Under Ben Bernanke, who took over as Fed chief in 2006 and captained the US central bank during the dark days of the financial crisis and the Great Recession, the Fed explicitly set its long-run inflation target at two percent.
That was 2012.
Since then, as Powell explained on Thursday, the Fed’s “understanding of the economy has evolved in ways that are central to monetary policy”.
Key to the Fed’s enhanced understanding of the economy is what was happening in the roughly two years preceding the coronavirus lockdowns that swept the nation in March.
Before lockdowns tipped the US economy into its sharpest quarterly contraction on record and devastated the labour market, employment was hovering at near 50-year lows. The number of people either with a job or actively looking for one – the so-called “labour force participation rate” – was also rising.
Moreover, as Powell noted on Thursday, the gains from the longest economic expansion in the nation’s history “began to be shared more widely across society”.
The unemployment rates for African Americans and Latinos were at record lows, while the gaps between those rates and the white unemployment rate narrowed to their lowest levels as well.
The Fed’s evolving view wasn’t only driven by statistics.

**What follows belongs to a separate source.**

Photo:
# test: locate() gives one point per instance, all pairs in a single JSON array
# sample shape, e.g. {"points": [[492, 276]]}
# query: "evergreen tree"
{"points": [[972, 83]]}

Through its “Fed Listens” events, it asked all sorts of people – from union members to small business owners, from residents of low- and moderate-income neighborhoods to retirees – how monetary policy was affecting their everyday lives.
“As we heard repeatedly in our Fed Listens events, the robust job market was delivering life-changing gains for many individuals, families, and communities, particularly at the lower end of the income spectrum,” said Powell.
The robust job market was delivering life-changing gains for many individuals, families, and communities, particularly at the lower end of the income spectrum.
Though the labour market was on fire in the two years leading up to the pandemic, inflation was falling well short of the Fed’s longer-run, two-percent target. That, in turn, fed into general interest rates, Powell noted.
This creates problems because it means the Fed effectively loses wiggle room to cut interest rates if it needs to give the jobs market a shot in the arm during a downturn, possibly resulting in sharper, longer contractions.
“We have seen this adverse dynamic play out in other major economies around the world and have learned that once it sets in, it can be very difficult to overcome,” said Powell. “We want to do what we can to prevent such a dynamic from happening here.”
President Donald Trump heavily criticised Powell and the Fed for raising interest rates four times in 2018 to a post-Great Recession peak of 2.5 percent.
The Fed slashed interest rates to near zero this year once the pandemic struck and unleashed a host of unconventional tools to try and help the economy through the tumultuous upheaval spawned by COVID-19.
But the Fed’s newly declared tolerance for periods of inflation that move above its two-percent target rate in exchange for keeping the labour market going strong is not a knee-jerk reaction to the economy’s pandemic problems.
Rather, it’s an acknowledgment of what the data, and real people have been telling the nation’s monetary policymakers: that a strong labour market doesn’t always mean prices are about to skyrocket.
If inflation does start to get too heady, Powell said the Fed “would not hesitate to act”.
But for now, the Fed’s number one priority is not keeping inflation in check. It’s getting Americans back to work.